Eduardo Faria, o Venom Extreme, 33 anos, é um exemplo. Nunca teve blog ou seguiu um, mas adorava o vídeo de pessoas jogando videogame.
Como jogava Minecraft decidiu criar seu próprio canal no YouTube para mostrar suas habilidades. Morando em Portugal na época, e trabalhando como programador de CNC, não tinha nenhum conhecimento de como fazer vídeos ou editar.
Mas começou a ver tutoriais on-line e aprendeu. Seu primeiro vídeo, publicado em maio de 2011, teve 100 acessos e alguns comentários. Ele se empolgou e no período de oito meses fez mais cem vídeos, conseguindo 15 mil inscritos. Decidiu então que era hora de monetizar.
"Em pouco tempo, já ganhava quatro vezes mais que no trabalho e pedi demissão para me dedicar totalmente. Como Portugal estava em crise, meu chefe achou que era louco de largar o emprego para jogar videogame", conta.

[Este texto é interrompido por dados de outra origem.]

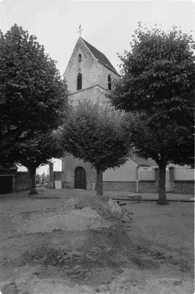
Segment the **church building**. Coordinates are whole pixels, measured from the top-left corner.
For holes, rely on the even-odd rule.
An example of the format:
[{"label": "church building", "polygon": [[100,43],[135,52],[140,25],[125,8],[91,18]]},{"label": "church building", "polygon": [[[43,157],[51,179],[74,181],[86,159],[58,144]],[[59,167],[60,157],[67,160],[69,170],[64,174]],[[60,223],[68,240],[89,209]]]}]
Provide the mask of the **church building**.
[{"label": "church building", "polygon": [[[68,98],[73,106],[78,100],[90,99],[94,103],[107,101],[105,94],[109,91],[114,79],[120,78],[120,75],[103,53],[79,37],[76,43],[64,78],[67,82]],[[145,161],[145,169],[153,165],[153,163]],[[96,170],[89,163],[74,158],[71,155],[62,161],[65,187],[72,189],[94,190],[97,181]],[[103,184],[106,190],[115,190],[115,185],[122,190],[125,184],[126,191],[134,189],[137,180],[138,168],[141,168],[133,158],[114,171],[111,169],[103,174]],[[127,185],[126,183],[128,184]],[[116,184],[117,183],[117,184]]]}]

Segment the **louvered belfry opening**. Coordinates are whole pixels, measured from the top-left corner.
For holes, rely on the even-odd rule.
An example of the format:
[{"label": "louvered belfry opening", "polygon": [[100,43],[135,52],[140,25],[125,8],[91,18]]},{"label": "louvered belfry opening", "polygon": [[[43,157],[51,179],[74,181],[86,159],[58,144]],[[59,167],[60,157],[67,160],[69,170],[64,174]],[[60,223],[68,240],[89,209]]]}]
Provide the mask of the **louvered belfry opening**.
[{"label": "louvered belfry opening", "polygon": [[110,74],[108,74],[108,89],[111,90],[111,77]]},{"label": "louvered belfry opening", "polygon": [[82,74],[79,73],[77,74],[77,90],[82,89]]},{"label": "louvered belfry opening", "polygon": [[81,62],[81,54],[79,54],[78,55],[78,62]]}]

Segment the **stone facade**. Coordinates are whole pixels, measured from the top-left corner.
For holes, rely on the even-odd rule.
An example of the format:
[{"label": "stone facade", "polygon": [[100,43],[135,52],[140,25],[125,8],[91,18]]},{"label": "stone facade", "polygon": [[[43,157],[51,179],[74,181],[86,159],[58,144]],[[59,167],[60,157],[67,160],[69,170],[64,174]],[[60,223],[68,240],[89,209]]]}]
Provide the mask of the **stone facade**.
[{"label": "stone facade", "polygon": [[195,194],[194,181],[174,181],[171,192],[181,194]]},{"label": "stone facade", "polygon": [[19,192],[30,189],[31,180],[28,172],[18,172],[14,174],[13,192]]},{"label": "stone facade", "polygon": [[[81,56],[81,61],[79,55]],[[79,73],[82,74],[82,89],[77,90],[77,76]],[[64,74],[69,91],[69,100],[73,101],[73,105],[77,104],[78,100],[82,101],[84,99],[90,99],[98,103],[107,101],[105,94],[108,89],[108,74],[111,79],[120,76],[116,72],[96,58],[79,37]]]},{"label": "stone facade", "polygon": [[[99,60],[98,56],[102,60]],[[102,61],[107,62],[108,66]],[[82,89],[77,90],[79,73],[82,74]],[[109,91],[108,75],[110,75],[111,80],[120,76],[105,55],[79,37],[64,74],[69,91],[69,99],[72,105],[75,106],[78,100],[82,102],[84,99],[100,104],[107,102],[105,94]],[[74,188],[75,172],[77,168],[81,167],[86,173],[86,189],[91,189],[92,183],[97,181],[97,172],[91,164],[74,158],[72,155],[66,156],[62,161],[65,188]]]}]

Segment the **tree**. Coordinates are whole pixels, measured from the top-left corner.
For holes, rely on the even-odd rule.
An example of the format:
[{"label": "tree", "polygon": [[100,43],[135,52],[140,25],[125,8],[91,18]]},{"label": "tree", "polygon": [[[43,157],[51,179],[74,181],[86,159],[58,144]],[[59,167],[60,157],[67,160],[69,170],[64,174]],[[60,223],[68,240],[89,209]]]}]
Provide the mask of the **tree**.
[{"label": "tree", "polygon": [[91,163],[97,172],[97,195],[102,195],[102,173],[127,159],[126,138],[119,113],[85,100],[70,112],[62,130],[64,148]]},{"label": "tree", "polygon": [[18,163],[30,170],[31,188],[29,195],[38,194],[36,190],[36,169],[40,165],[48,164],[53,158],[59,158],[66,152],[57,131],[48,133],[37,132],[33,139],[15,146],[13,156],[18,158]]},{"label": "tree", "polygon": [[[166,32],[156,26],[143,28],[140,23],[130,45],[130,51],[120,56],[122,78],[109,98],[117,109],[140,114],[130,124],[134,128],[131,139],[138,154],[159,164],[158,203],[167,204],[161,182],[164,166],[170,162],[188,164],[194,157],[195,42],[175,26]],[[157,156],[154,148],[161,150]],[[159,162],[163,158],[163,168]]]},{"label": "tree", "polygon": [[[181,138],[187,137],[184,130],[176,130],[174,125],[162,125],[155,129],[147,123],[145,114],[126,114],[123,128],[129,144],[138,155],[147,159],[154,159],[159,168],[159,204],[168,204],[166,195],[166,166],[168,163],[191,165],[194,141],[188,146]],[[189,142],[190,140],[189,140]]]},{"label": "tree", "polygon": [[15,144],[57,127],[66,107],[66,84],[36,39],[17,24],[0,30],[0,166]]}]

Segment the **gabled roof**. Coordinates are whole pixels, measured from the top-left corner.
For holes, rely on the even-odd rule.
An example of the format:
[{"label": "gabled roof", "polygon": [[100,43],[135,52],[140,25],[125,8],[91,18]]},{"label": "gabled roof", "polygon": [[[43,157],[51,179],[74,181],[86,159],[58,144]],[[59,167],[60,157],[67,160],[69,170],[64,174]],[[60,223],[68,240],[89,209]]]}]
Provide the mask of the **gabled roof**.
[{"label": "gabled roof", "polygon": [[152,166],[155,167],[157,166],[157,165],[156,162],[153,160],[152,159],[145,159],[145,158],[142,158],[142,157],[140,157],[139,156],[135,156],[135,160],[138,163],[139,165],[143,166]]},{"label": "gabled roof", "polygon": [[[81,37],[80,38],[82,39],[85,44],[96,58],[97,58],[100,62],[104,64],[105,66],[110,68],[111,70],[117,74],[119,74],[114,66],[112,65],[112,64],[108,60],[108,58],[103,53],[98,50],[98,49],[96,49],[96,48],[94,47],[94,46],[92,46],[92,45],[88,43],[88,42],[86,41]],[[119,74],[119,75],[120,75]]]}]

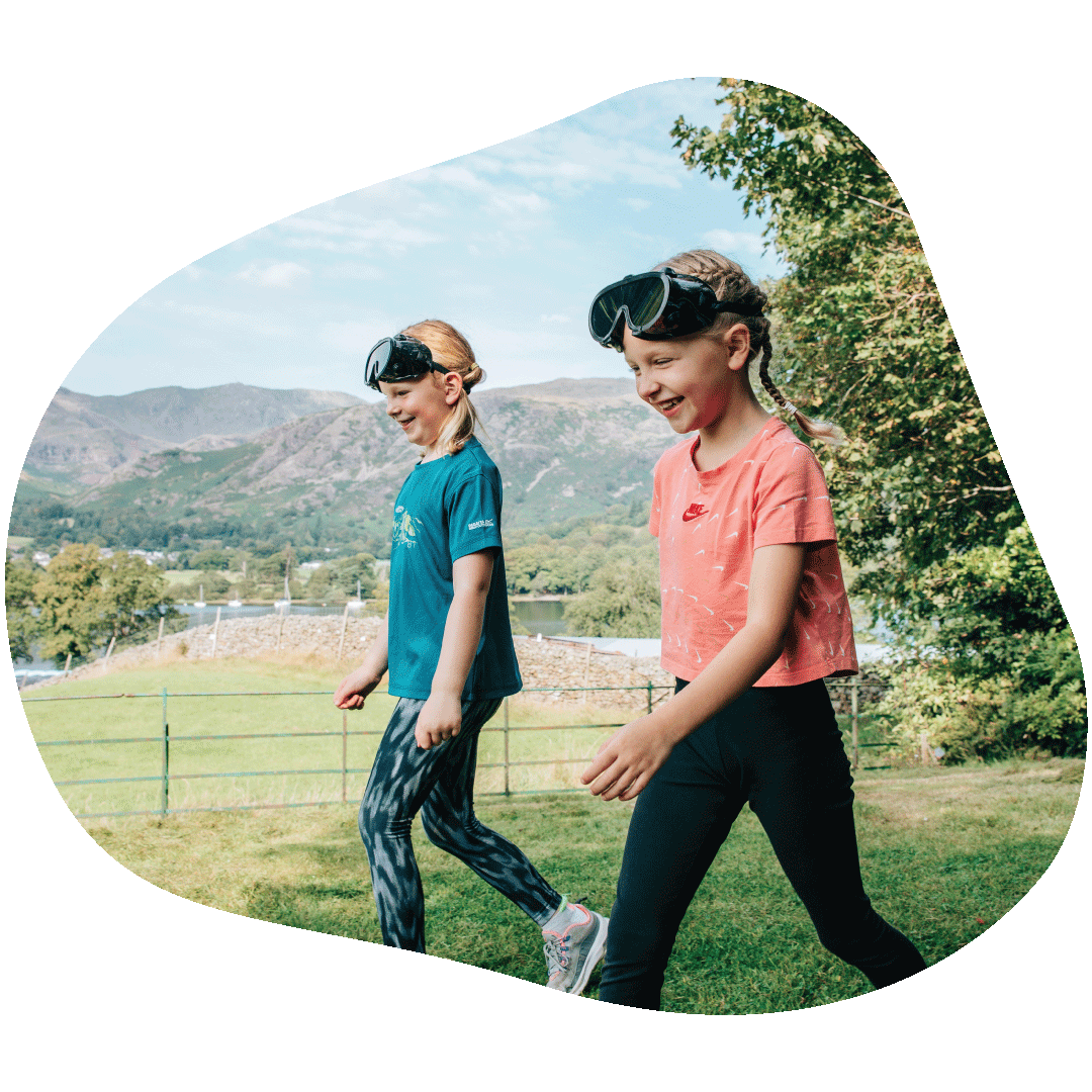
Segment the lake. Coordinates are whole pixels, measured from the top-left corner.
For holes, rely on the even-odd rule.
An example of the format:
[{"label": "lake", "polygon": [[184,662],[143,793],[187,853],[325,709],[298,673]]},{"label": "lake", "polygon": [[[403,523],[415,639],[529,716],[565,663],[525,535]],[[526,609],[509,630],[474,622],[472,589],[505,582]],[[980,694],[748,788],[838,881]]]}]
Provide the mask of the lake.
[{"label": "lake", "polygon": [[544,637],[567,637],[565,603],[561,600],[517,600],[512,604],[515,617],[532,633]]}]

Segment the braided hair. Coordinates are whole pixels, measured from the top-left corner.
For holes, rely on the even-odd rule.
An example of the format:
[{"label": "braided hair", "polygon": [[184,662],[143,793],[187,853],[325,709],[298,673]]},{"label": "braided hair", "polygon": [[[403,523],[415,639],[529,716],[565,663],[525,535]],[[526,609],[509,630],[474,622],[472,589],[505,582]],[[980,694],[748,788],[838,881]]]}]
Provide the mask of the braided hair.
[{"label": "braided hair", "polygon": [[[704,281],[722,301],[739,302],[752,308],[764,309],[768,302],[767,294],[755,284],[749,276],[732,259],[719,254],[715,250],[688,250],[676,254],[665,262],[660,262],[656,270],[673,269],[676,273]],[[773,356],[773,345],[770,342],[770,320],[764,314],[735,314],[722,311],[712,325],[707,327],[702,334],[716,334],[731,329],[737,323],[745,325],[750,333],[751,352],[748,365],[752,365],[761,352],[762,358],[758,365],[758,378],[770,397],[785,413],[796,418],[800,428],[815,440],[822,440],[836,447],[845,441],[845,434],[838,425],[830,422],[814,420],[802,413],[778,390],[770,379],[770,358]]]},{"label": "braided hair", "polygon": [[437,364],[463,377],[463,389],[459,394],[459,401],[437,437],[439,450],[447,455],[453,455],[463,450],[466,441],[482,424],[477,411],[471,403],[470,392],[485,379],[485,372],[478,367],[470,342],[448,322],[426,319],[424,322],[406,327],[402,333],[408,337],[416,337],[427,345]]}]

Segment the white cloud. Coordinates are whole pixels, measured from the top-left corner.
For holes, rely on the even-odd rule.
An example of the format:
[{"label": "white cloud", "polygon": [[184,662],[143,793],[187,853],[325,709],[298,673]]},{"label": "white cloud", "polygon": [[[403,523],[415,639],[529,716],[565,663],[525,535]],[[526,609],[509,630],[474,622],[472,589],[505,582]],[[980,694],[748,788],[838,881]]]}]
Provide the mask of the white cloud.
[{"label": "white cloud", "polygon": [[492,288],[487,284],[464,284],[458,281],[447,285],[443,294],[444,296],[450,296],[452,299],[484,300],[494,298]]},{"label": "white cloud", "polygon": [[325,322],[322,325],[322,340],[343,353],[367,353],[380,337],[389,337],[387,323],[383,319],[369,322]]},{"label": "white cloud", "polygon": [[385,274],[376,265],[365,265],[363,262],[339,262],[339,264],[327,269],[323,275],[351,281],[382,281]]},{"label": "white cloud", "polygon": [[375,218],[336,210],[289,216],[277,227],[292,233],[284,240],[289,246],[342,254],[370,253],[377,248],[388,253],[401,253],[410,246],[443,240],[434,232],[406,227],[392,216]]},{"label": "white cloud", "polygon": [[733,253],[761,254],[765,249],[765,240],[753,232],[726,232],[714,228],[707,232],[702,242],[708,242],[717,250],[731,257]]},{"label": "white cloud", "polygon": [[178,304],[173,299],[154,306],[157,310],[185,316],[201,330],[237,330],[261,337],[292,341],[295,341],[300,333],[299,328],[292,321],[285,321],[283,314],[248,314],[246,311],[229,311],[200,304]]},{"label": "white cloud", "polygon": [[250,281],[253,284],[264,285],[271,288],[290,288],[292,282],[299,277],[310,276],[310,270],[297,265],[295,262],[275,262],[259,269],[257,263],[251,262],[245,270],[235,274],[239,281]]}]

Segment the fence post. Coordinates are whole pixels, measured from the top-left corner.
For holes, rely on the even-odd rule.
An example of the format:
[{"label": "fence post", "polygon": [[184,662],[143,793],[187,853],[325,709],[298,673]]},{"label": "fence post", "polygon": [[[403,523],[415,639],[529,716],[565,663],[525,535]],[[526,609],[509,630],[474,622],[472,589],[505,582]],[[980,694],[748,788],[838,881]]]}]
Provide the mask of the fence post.
[{"label": "fence post", "polygon": [[342,615],[342,639],[341,643],[337,645],[337,658],[334,661],[335,664],[341,663],[342,649],[345,648],[345,630],[348,627],[348,601],[345,602],[345,613]]},{"label": "fence post", "polygon": [[850,679],[850,700],[853,710],[853,769],[857,769],[857,676]]},{"label": "fence post", "polygon": [[163,688],[163,795],[159,810],[165,816],[167,814],[167,750],[169,747],[169,736],[167,734],[167,688]]}]

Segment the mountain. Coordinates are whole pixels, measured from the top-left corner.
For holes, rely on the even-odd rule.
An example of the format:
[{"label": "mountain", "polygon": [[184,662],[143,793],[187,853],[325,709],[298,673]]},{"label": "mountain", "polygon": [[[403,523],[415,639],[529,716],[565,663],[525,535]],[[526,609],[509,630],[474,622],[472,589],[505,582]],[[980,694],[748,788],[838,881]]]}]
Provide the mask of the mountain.
[{"label": "mountain", "polygon": [[[297,413],[323,397],[336,404]],[[648,499],[652,467],[677,440],[626,379],[485,389],[473,402],[479,439],[505,483],[510,527]],[[224,521],[259,535],[290,525],[297,542],[389,533],[394,498],[417,459],[382,404],[347,394],[233,384],[107,401],[62,389],[54,403],[57,413],[46,414],[27,455],[29,473],[67,454],[69,482],[79,483],[74,512],[136,507],[192,538],[203,537],[202,523]],[[276,414],[286,419],[256,428]],[[61,426],[79,443],[64,448]]]},{"label": "mountain", "polygon": [[79,492],[150,452],[237,447],[298,417],[359,404],[341,392],[271,391],[244,383],[99,396],[62,387],[38,425],[23,468],[27,477],[62,492]]}]

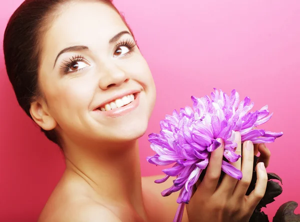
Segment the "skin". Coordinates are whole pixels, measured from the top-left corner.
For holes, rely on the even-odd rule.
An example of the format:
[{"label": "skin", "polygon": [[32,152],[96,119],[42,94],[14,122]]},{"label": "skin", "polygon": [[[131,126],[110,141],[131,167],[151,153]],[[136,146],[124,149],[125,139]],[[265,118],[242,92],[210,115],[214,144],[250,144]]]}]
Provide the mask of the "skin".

Em 2012 já tinha 300 mil inscritos no seu canal, mas a consciência do sucesso foi quando veio ao país para a feira Brasil Game Show (BGS). Junto com Bruno Aiub e Leon Martins, outras estrelas do YouTube, eles causaram um furor entre os participantes do evento e tiveram que ser resgatados por seguranças de um mar de fãs.
"Foi quando caiu a ficha do tamanho da minha popularidade", revela. Hoje, ele tem 4 milhões de inscritos no seu canal e até 17 milhões de visualizações por mês, sendo o sexto canal mais visto no Brasil. Com o sucesso, além das receitas do YouTube, diversas marcas começaram a fazer propostas para vídeos patrocinados --o que já fez para EA Sports, Call of Duty e Live TIM.
Mesmo com a vitória dos vídeos, ainda tem gente que lembra com saudades os tempos áureos do blog.
"Para mim a grande fase foi entre 2000 e 2005, quando os blogs mais ativos e mais visitados eram genuinamente de expressão individual, antes de anseios de monetização e antes de todas as revistas e jornais terem também seus blogs. Mas talvez eu tenha uma visão romântica disso tudo por ter estado envolvido com o movimento naquela época", relembra Nemo Nox.